A Raja Gosnell and Michael D. O'Shea film
Starring: Martin Lawrence, Nia Long, Paul Giamatti, Terrence Howard, Tichina Arnold
Comedy
Actor and comedian (and executive producer) Martin Lawrence continues his good guy/bad guy/wise guy obsession with law enforcement (Blue Streak, Life, Nothing to Lose, Bad Boys) and finally appears primed to move up the big league box office ladder toward that $100 million mark with his latest comedy. The hackneyed, unbelievable script by Darryl Quarles and Don Rhymer is mild on originality and inspired as a skewered transmutation of Stakeout and Kindergarten Cop, with a pinch of MacGyver. The storyline is one of the biggest illusions in the film, centered on the undercover and ultimately romantic shenanigans of hotshot, semi-insubordinate FBI agent Malcolm Turner (Lawrence) and his ulcer-bound sidekick John (Paul Giamatti). Only the Lawrence "charm," hidden under a ton of rubber makeup makes the film work, with his off-color wide-size quips, padded physical pratfalls, and share-the-joke-with-the-audience situations. But work it does.
The action moves from Los Angeles to a small Georgian hamlet, where the salt and pepper team set up surveillance across the street from Big Momma's house. The film lays there for the next 90 minutes, a comic set up for the expected lame put down of the nasty-crafty Lester Vesco (Terrence Howard) an escaped bank robber in pursuit of his ex-girl friend Sherry Pierce (Boiler Room and Best Man star Nia Long) and two million in stolen loot. The titular fat lady is explained to be the "long lost" grandmother of the frightened object of the nasty criminal's intentions.
That digression aside, when the real Big Momma, Hattie Mae (Ella Mitchell) takes a powder to be with a friend out of town, the cool-headed Turner hightails it across the street, puts on some unsightly silicone corpulence, gets Tootsie-ized, and barely breaks a sweat just as single-mom Sherry arrives in town with her young son, Trent (Jascha Washington). As the heavily-disguised Turner welcomes the long absent grand-daughter, "she" cooks up a disgusting Crisco-smothered southern storm in Big Momma's kitchen, turning stomachs in the audience and heads at Procter & Gamble's product placement department, maker of the venerable all-vegetable shortening product.

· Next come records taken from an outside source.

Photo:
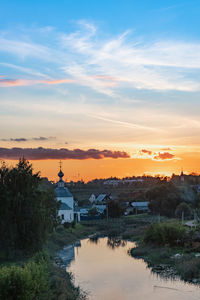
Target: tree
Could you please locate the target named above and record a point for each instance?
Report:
(183, 208)
(93, 212)
(27, 212)
(114, 209)
(164, 198)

The generally nosy but apparently slow-thinking locals don't seem to connect the dots when their 325-pound friend and neighbor takes to slam-dunking basketballs against some kids picking on Trent; or, reminiscent of a segment on television's Martial Law, putting a self-interested karate "master" in his place with some choice moves. This is called suspension of belief for the uninformed. On the other side of the coin, Turner gets a few lessons in humility (although Lawrence imbues any such tutorials with hilarious supporting characters and heartfelt comic results), when he is unexpectedly forced to deliver a baby or revitalize the congregation at the local church.
Often homebound but seldom boring, director Raja Gosnell, the editor of Home Alone and Mrs. Doubtfire, as well as helmer of Home Alone 3 and Never Been Kissed, is a comedy director who makes his third feature work with well executed slapstick episodes of often outrageous timing and the expressively reactive eyework by Lawrence as he hides behind his makeup.